Fox News received the outline of the proposed health-care bill that Sen. Max Baucus, D-Mont., is expected to introduce.

After a very quick first read, I see a couple of positive developments and and a host of red flags.

On the plus side, the bill would allow states to establish compacts

to allow for the purchase of non-group
health insurance across state lines. Such compacts may exist between
two or more states. Once compacts have been formed, insurers would be
allowed to sell policies in any state participating in the compact.
Insurers selling policies through a compact would only be subject to the laws and regulations of the state where the policy is written or issued.

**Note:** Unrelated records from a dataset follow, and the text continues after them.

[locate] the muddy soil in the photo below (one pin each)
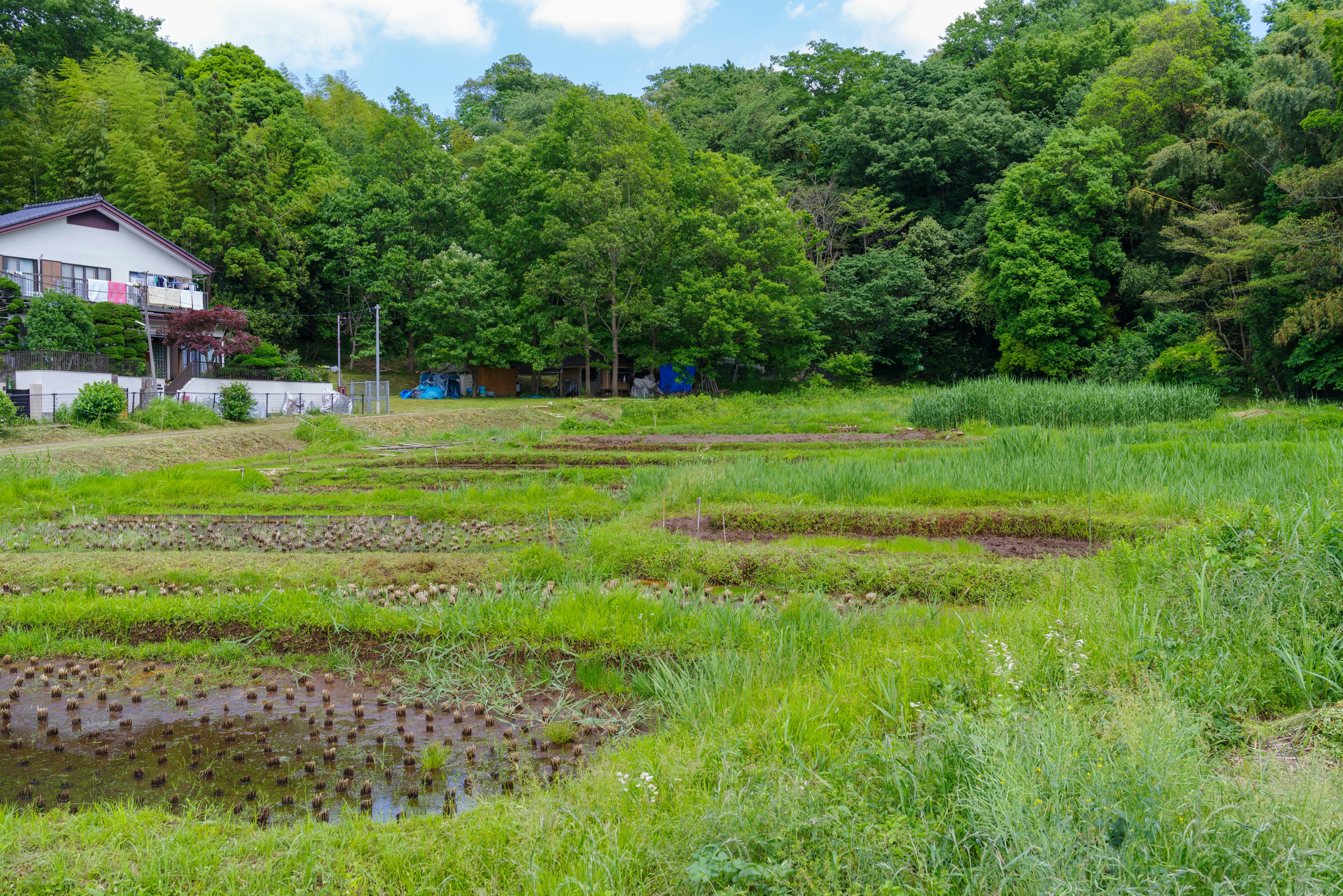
(273, 738)
(778, 438)
(1004, 546)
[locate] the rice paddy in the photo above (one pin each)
(1035, 648)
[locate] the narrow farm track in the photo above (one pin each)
(283, 425)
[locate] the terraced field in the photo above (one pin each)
(567, 648)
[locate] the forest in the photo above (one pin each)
(1106, 190)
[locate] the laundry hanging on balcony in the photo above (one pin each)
(166, 298)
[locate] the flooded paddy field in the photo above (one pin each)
(273, 743)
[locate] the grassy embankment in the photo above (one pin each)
(1096, 722)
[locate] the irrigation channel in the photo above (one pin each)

Such a consumer-driven proposal should be part of any health-care reforms. 

The proposal would also allow some variability in insurance rates based on tobacco use, age, marital status, and family composition. Allowable policies would be several-sizes-fits-all, though they would not give insurers full flexibility to prevent healthy people from subsidizing the care of everyone else.

There’s also no explicit “public option,” but instead a series of nonprofit “cooperatives” will be established that

must not be sponsored by a state, county, or local government, or any government instrumentality.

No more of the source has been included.